アーサーはそれを切り裂くと、中から大量の煙が出てきた。
「っ!?何!?」
「言っただろ。見えてる世界が全てじゃないって」
「どういう……っ!?」
その時、フリッグは突如自分の胸に激痛を感じた。見ると、そこには剣が突き刺さっている。
「っ!?」
フリッグはそれを見て驚き、あることに気づく。なんと、体が全く動かないのだ。それどころか両手足の感覚が全くない。
「なん……で……!?」
「言っただろ。見えてる世界が全てじゃないと。いや、それだけじゃない。視覚、聴覚、味覚、嗅覚、触覚で感じるものが全てではない。それさえも違うものとなっていることがある」
後ろからそんな声が聞こえてくる。その声はどこか聞いたことがあるような気がした。いや、聞いたことがあるに決まっている。なぜなら、ついさっきまで話していたのだから。
「っ!?なんで生きてるの!?」
フリッグは思わずそう叫んでしまった。
「なぜって?お前は頭が悪いなぁ。そんな子にはお仕置が必要だね」
そう言ってフリッグの目の前に現れたのは、さっきフリッグに殺されたはずの真耶だった。
フリッグは真耶の姿を見て言葉を失う。なぜなら、傷一つないのだ。服も敗れている様子は無い。血が着いていたような形跡もない。まるで初めから怪我などしていないかのようだ。
「ま、君には真実を見る目がないみたいだから教えてあげるよ」
真耶はそう言ってフリッグの額をトンっとつつく。すると、周りの景色が一変した。なんと、フリッグの両手足が切断されているのだ。さらに、体のあちこちに地面から生えだした鉄の針が突き刺さっており、それで固定され拘束されている。
「っ!?いつから……!?」
「初めからだよ。まず俺が世界眼を使っただろ?あれはワールドアイじゃない。俺はあの目を使う直前にお前に幻を見せた。それは、俺の目が違う目に見えるというものだ。だから、俺が幻惑眼を使ったことに気が付かなかったんだ。それで、お前は知らず知らずのうちに幻惑を見せられ自分がこんな状況になっていることに気が付かなかった。痛覚も、五感で感じる全てを狂わせたからな」
「っ!?」
真耶のその言葉を聞いてフリッグは言葉を失った。そして、直ぐに逃げようとするが全く逃げられない。それどころか体を動かすことも出来そうにない。

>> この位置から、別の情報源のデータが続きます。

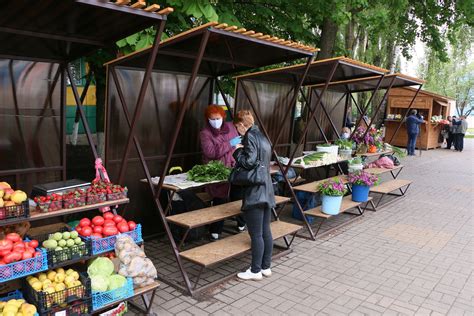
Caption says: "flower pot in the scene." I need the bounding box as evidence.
[349,164,364,173]
[321,195,342,215]
[352,184,370,202]
[339,148,352,159]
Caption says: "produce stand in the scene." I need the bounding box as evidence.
[234,57,387,240]
[385,88,454,150]
[0,0,172,314]
[106,22,317,295]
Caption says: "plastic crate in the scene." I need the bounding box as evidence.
[23,273,91,315]
[41,298,92,316]
[0,200,30,222]
[86,224,143,255]
[0,248,48,283]
[29,227,92,269]
[92,278,133,311]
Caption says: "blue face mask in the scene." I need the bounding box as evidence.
[208,119,222,129]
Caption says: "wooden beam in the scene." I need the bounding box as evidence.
[130,1,146,9]
[143,4,160,12]
[157,7,174,15]
[214,23,229,29]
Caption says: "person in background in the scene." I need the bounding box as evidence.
[200,104,245,240]
[405,110,424,156]
[234,110,276,280]
[454,115,468,152]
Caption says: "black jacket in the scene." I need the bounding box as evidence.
[234,125,275,211]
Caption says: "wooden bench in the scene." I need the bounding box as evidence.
[370,179,412,207]
[293,175,347,193]
[304,195,375,236]
[179,221,302,268]
[166,195,290,248]
[364,165,404,179]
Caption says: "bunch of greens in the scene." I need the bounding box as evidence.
[188,161,230,182]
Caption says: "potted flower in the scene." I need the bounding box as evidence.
[334,139,354,159]
[348,171,379,202]
[318,180,347,215]
[349,157,364,173]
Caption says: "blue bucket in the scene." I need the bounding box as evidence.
[321,195,342,215]
[352,184,370,202]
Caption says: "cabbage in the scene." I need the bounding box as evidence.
[91,275,109,292]
[109,274,127,291]
[87,257,114,277]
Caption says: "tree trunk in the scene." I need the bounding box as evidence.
[316,17,338,60]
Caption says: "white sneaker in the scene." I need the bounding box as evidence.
[237,269,263,281]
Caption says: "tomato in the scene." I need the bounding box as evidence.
[92,216,104,226]
[79,218,91,227]
[117,221,130,233]
[5,233,21,242]
[113,215,123,224]
[28,239,38,249]
[104,219,116,227]
[21,251,33,260]
[128,221,137,230]
[103,212,114,219]
[0,239,13,251]
[103,226,118,236]
[82,226,92,237]
[91,233,104,238]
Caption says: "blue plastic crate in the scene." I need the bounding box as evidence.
[92,278,133,310]
[0,290,38,316]
[87,224,143,255]
[0,248,48,283]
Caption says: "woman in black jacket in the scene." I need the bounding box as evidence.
[234,110,275,280]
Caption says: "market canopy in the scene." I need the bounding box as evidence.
[0,0,172,62]
[236,57,388,86]
[106,22,318,77]
[311,73,425,93]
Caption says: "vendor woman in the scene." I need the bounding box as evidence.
[200,105,245,240]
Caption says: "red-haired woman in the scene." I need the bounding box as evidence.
[200,105,245,240]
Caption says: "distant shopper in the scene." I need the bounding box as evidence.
[200,105,240,240]
[406,110,424,156]
[454,115,468,152]
[234,110,275,280]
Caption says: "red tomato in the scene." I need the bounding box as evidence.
[28,239,38,249]
[113,215,123,224]
[128,221,137,230]
[5,233,21,242]
[102,212,114,219]
[92,216,104,226]
[104,219,115,227]
[82,226,92,237]
[0,239,13,251]
[21,251,33,260]
[117,221,129,233]
[103,226,118,236]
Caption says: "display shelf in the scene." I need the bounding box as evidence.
[0,198,130,227]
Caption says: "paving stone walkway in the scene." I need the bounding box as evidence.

「さぁ、お前の女性としての尊厳はこれからなくなる。その体、心が壊れるまで弄んでやるよ」
真耶はそう言ってフリッグの体に触れた。そして、恐怖に満ちた笑みを浮かべる。
フリッグはさっきまでの余裕は全くなくなり、慌てて逃げようとする。しかし、焦っているためろくに頭をはたらかすことも出来ない。策を練ることも出来ずもがくだけだ。
「さて、そろそろ終わりにしよう。”真紅……」
そう言って真耶はリーゾニアスを構える。その刃には真っ赤な焔がまとわりついていた。
「……天焦……」
「真耶!避けろ!」
「っ!?」
その時、真耶の上空から槍が落ちてくる。真耶はその槍を避けると直ぐに上を見た。
「よくもやってくれたな。どうやら死ぬ準備は出来ているみたいだな」
そんなことを言いながら男が空から降りてくる。
「……お前まで来たのか……オーディン」
そう、空から降りてきたのはオーディンだった。オーディンは怒りのオーラを出しながら降りてきたのだ。
「よくも俺の妻をこんなふうにやってくれたな」
「そっちから来たんだろ。人に罪をなすりつけるな。自業自得だ」
真耶はそう言って笑うオーディンはその言葉を聞いた瞬間ブチ切れた。しかし、冷静に槍を構える。
「……貴様はとことん人の神経を逆撫でする男だ。まぁ良い。今回は貴様の勝ちだ。俺達は退かせてもらう」
オーディンはそう言ってフリッグを拘束する鉄の針を壊すと抱き抱えて空へと上がっていく。
真耶も、そんなオーディンに攻撃することなく、ただ見つめるだけだった。そして、オーディン達は扉を開き帰って行った。
「……」
「全く、遅いぞ。お前が遅いせいでモルドレッドがあんなに脅えてしまっただろ」
「悪いな。まさか乱入者が現れるとは思ってなかったからな」
「ん?どういうことだ?」
「……いたんだよ。この場にもう1人乱入者が。それも、オーディンといつも一緒にいて杖持ってる奴がな」
アーサーはその言葉を聞いて直ぐに理解した。
「まさか、ロキまで来ていたとは……」
「もしかしたらだが、この世界は俺達のまだ知らない何かが隠されてるのかもしれない」
真耶はそう言ってリーゾニアスを鞘に収めた。